The bell of Our Lady of La Salette announces the arrival of many pilgrims; I see them at the bottom of the valley walking with difficulty. They are one hundred and fifty people; a very old nun, dressed in white wool, is at their head, mounted on a mule. All the other people are walking on foot; they have bare feet; they are all veiled. Some of them wear the severe costume of penitence, the robe of bure and the rope tied to the belt; others are dressed in white woolen robes. After four hours of walking among the precipices, the rocks and the mud, always barefoot, they approach the holy Mountain; their voices begin to be heard: they are hymns of thanksgiving, joyfully repeated by the echoes of the mountain, which are going to be lost in the depth of the solitudes.

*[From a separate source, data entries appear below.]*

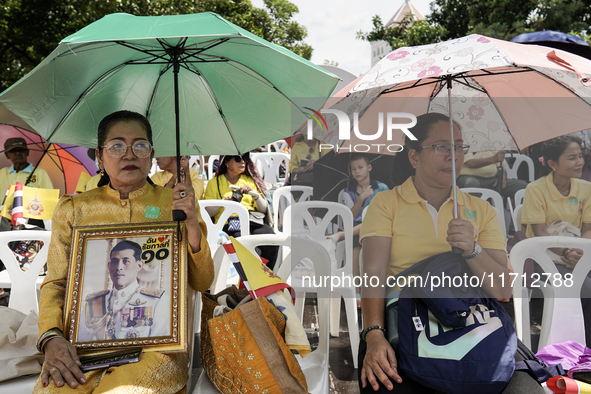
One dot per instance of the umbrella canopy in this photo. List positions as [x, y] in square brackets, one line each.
[503, 95]
[332, 173]
[63, 163]
[556, 39]
[221, 88]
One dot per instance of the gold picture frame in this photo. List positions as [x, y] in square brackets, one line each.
[115, 300]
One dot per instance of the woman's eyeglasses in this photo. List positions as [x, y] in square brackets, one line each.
[445, 149]
[239, 159]
[118, 148]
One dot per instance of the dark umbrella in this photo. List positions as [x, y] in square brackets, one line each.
[556, 39]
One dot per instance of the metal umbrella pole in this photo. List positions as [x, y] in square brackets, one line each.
[177, 214]
[454, 249]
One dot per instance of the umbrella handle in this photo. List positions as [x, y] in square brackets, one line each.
[178, 215]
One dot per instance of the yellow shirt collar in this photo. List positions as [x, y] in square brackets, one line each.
[555, 194]
[134, 194]
[409, 193]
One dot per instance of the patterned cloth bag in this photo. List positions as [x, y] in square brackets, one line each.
[242, 346]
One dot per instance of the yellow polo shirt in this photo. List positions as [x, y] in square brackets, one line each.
[418, 231]
[211, 193]
[543, 203]
[162, 177]
[487, 171]
[9, 176]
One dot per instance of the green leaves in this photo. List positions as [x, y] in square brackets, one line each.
[494, 18]
[31, 29]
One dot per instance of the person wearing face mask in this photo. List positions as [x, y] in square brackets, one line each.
[125, 195]
[21, 170]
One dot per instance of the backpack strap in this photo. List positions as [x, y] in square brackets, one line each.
[531, 364]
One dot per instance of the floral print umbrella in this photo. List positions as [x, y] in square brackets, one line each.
[503, 95]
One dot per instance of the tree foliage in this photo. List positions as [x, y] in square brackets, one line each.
[31, 29]
[494, 18]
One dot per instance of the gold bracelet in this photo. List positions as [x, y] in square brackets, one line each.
[46, 336]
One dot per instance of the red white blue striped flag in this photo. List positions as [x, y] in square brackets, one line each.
[17, 205]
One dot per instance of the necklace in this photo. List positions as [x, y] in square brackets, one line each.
[111, 314]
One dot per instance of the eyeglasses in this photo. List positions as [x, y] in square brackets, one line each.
[117, 148]
[445, 149]
[245, 157]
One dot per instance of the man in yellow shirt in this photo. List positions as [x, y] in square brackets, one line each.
[481, 169]
[21, 170]
[419, 231]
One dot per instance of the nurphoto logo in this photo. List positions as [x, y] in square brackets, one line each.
[344, 129]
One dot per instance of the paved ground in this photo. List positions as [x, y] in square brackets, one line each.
[343, 377]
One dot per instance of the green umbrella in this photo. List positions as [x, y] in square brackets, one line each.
[222, 89]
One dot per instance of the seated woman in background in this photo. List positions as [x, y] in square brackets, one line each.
[167, 178]
[562, 200]
[357, 195]
[239, 173]
[414, 221]
[304, 154]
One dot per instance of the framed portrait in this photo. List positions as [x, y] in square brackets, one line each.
[127, 287]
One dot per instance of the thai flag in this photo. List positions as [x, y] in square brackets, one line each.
[17, 205]
[229, 248]
[5, 197]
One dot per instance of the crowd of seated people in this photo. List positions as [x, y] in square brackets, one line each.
[393, 232]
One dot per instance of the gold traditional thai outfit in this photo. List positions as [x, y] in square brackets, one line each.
[156, 372]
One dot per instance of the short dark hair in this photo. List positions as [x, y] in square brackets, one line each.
[554, 148]
[126, 245]
[112, 119]
[402, 167]
[359, 156]
[122, 116]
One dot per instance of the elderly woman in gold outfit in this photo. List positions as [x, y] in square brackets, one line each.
[125, 156]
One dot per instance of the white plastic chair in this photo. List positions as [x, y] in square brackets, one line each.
[299, 220]
[518, 213]
[562, 318]
[214, 229]
[315, 364]
[494, 198]
[23, 295]
[283, 197]
[279, 146]
[269, 164]
[519, 196]
[519, 159]
[210, 161]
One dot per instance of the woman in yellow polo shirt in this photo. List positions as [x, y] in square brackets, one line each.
[562, 196]
[414, 221]
[240, 174]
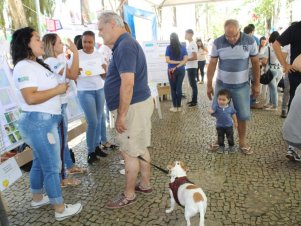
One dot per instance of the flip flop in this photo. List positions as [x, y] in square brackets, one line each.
[76, 170]
[213, 147]
[246, 150]
[70, 182]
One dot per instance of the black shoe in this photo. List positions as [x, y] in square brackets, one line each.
[192, 104]
[92, 158]
[100, 152]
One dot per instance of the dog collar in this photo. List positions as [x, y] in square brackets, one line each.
[174, 186]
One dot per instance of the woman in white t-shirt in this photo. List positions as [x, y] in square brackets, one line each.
[54, 57]
[39, 96]
[90, 93]
[270, 56]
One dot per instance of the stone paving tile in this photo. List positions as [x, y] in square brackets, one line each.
[260, 189]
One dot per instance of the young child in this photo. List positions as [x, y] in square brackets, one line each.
[225, 119]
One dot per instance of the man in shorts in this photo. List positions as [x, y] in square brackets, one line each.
[233, 50]
[128, 96]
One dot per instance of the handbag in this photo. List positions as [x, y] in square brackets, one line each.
[267, 77]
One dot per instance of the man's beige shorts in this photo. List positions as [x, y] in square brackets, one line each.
[135, 140]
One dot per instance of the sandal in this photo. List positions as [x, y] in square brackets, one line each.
[213, 147]
[246, 150]
[76, 170]
[70, 182]
[109, 145]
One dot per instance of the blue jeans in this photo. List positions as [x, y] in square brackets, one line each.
[103, 131]
[192, 73]
[40, 132]
[240, 95]
[176, 87]
[92, 103]
[277, 74]
[63, 133]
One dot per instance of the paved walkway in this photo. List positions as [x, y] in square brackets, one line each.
[261, 189]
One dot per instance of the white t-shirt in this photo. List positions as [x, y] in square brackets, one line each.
[106, 53]
[56, 65]
[192, 48]
[90, 78]
[28, 73]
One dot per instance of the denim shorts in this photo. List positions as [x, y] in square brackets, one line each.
[240, 95]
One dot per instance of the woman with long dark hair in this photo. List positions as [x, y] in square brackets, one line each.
[54, 57]
[201, 55]
[176, 57]
[39, 96]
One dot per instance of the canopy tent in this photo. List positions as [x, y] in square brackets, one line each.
[162, 3]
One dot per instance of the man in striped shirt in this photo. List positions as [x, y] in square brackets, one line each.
[233, 50]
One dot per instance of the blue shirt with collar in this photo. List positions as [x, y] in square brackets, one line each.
[128, 57]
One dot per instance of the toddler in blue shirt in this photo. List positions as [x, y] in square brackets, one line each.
[225, 115]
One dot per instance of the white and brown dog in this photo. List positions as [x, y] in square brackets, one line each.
[185, 193]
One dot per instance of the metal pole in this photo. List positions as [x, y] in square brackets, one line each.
[38, 10]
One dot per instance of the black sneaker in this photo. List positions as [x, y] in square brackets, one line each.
[192, 104]
[92, 158]
[100, 152]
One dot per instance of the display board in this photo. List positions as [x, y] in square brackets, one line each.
[9, 109]
[155, 57]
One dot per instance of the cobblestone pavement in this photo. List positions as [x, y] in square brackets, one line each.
[260, 189]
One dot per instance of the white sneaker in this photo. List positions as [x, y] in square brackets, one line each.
[69, 211]
[173, 109]
[44, 201]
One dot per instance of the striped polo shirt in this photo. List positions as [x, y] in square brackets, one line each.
[233, 67]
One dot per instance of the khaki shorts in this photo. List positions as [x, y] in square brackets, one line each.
[135, 140]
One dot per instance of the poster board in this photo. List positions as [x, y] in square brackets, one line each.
[9, 109]
[155, 57]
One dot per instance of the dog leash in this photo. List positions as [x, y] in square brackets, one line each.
[158, 167]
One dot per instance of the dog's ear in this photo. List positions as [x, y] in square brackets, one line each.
[184, 167]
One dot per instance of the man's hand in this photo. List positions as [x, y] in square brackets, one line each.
[120, 124]
[210, 92]
[255, 90]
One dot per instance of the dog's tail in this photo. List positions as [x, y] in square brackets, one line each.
[202, 209]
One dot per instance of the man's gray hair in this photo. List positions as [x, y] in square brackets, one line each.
[108, 16]
[232, 22]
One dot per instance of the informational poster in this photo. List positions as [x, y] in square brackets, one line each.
[155, 57]
[9, 110]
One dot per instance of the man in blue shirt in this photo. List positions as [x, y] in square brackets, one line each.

Who are these pilgrims? What is the reason for their journey? They are the penitent daughters of Grenoble who come to thank Our Lady of La Salette for two graces obtained: one for having cured their Superior of a fatal illness; the other for having saved the life of their novice mistress, whose story follows:
We know which poor girls the good Shepherd took in (they were repentant prostitutes). One evening, two unfortunate men who had tried to seduce one of the members of the house, seeing that their plot had been foiled, sneaked into the convent and, as the novice mistress was going out into the garden, they rushed at her. One of them tore her veil and clothes, grabbing her by the neck to prevent her from screaming; the other, armed with a long two-edged knife, struck her with fifty-two blows to the head, near the heart, and on the hands. (I saw the marks of the wounds myself.) The murderer did not tire, and the poor Sister was about to succumb, when suddenly she called to her aid Our Lady of La Salette, crying out, “My good Mother, save me!” And behold, the assassin’s iron remained motionless in the air, just as he was about to complete the death of his victim; then the Sister got up energetically, overthrew this unfortunate man and seized his dagger. He thought he was lost; his name was written on the murderous weapon. The two criminals fled; the name was erased on the knife, and the Sister never wanted to make her killers known. It was only after two months that she was able to recover from her wounds, three of which had been judged fatal by the commission of inquiry.
It was the good Sister herself who told me, in the presence of the image of Our Lady of La Salette, all these details with a piety full of charity, gratitude, and inexpressible happiness.
It is to be hoped that so many virtues will have obtained the conversion of these two unfortunate people!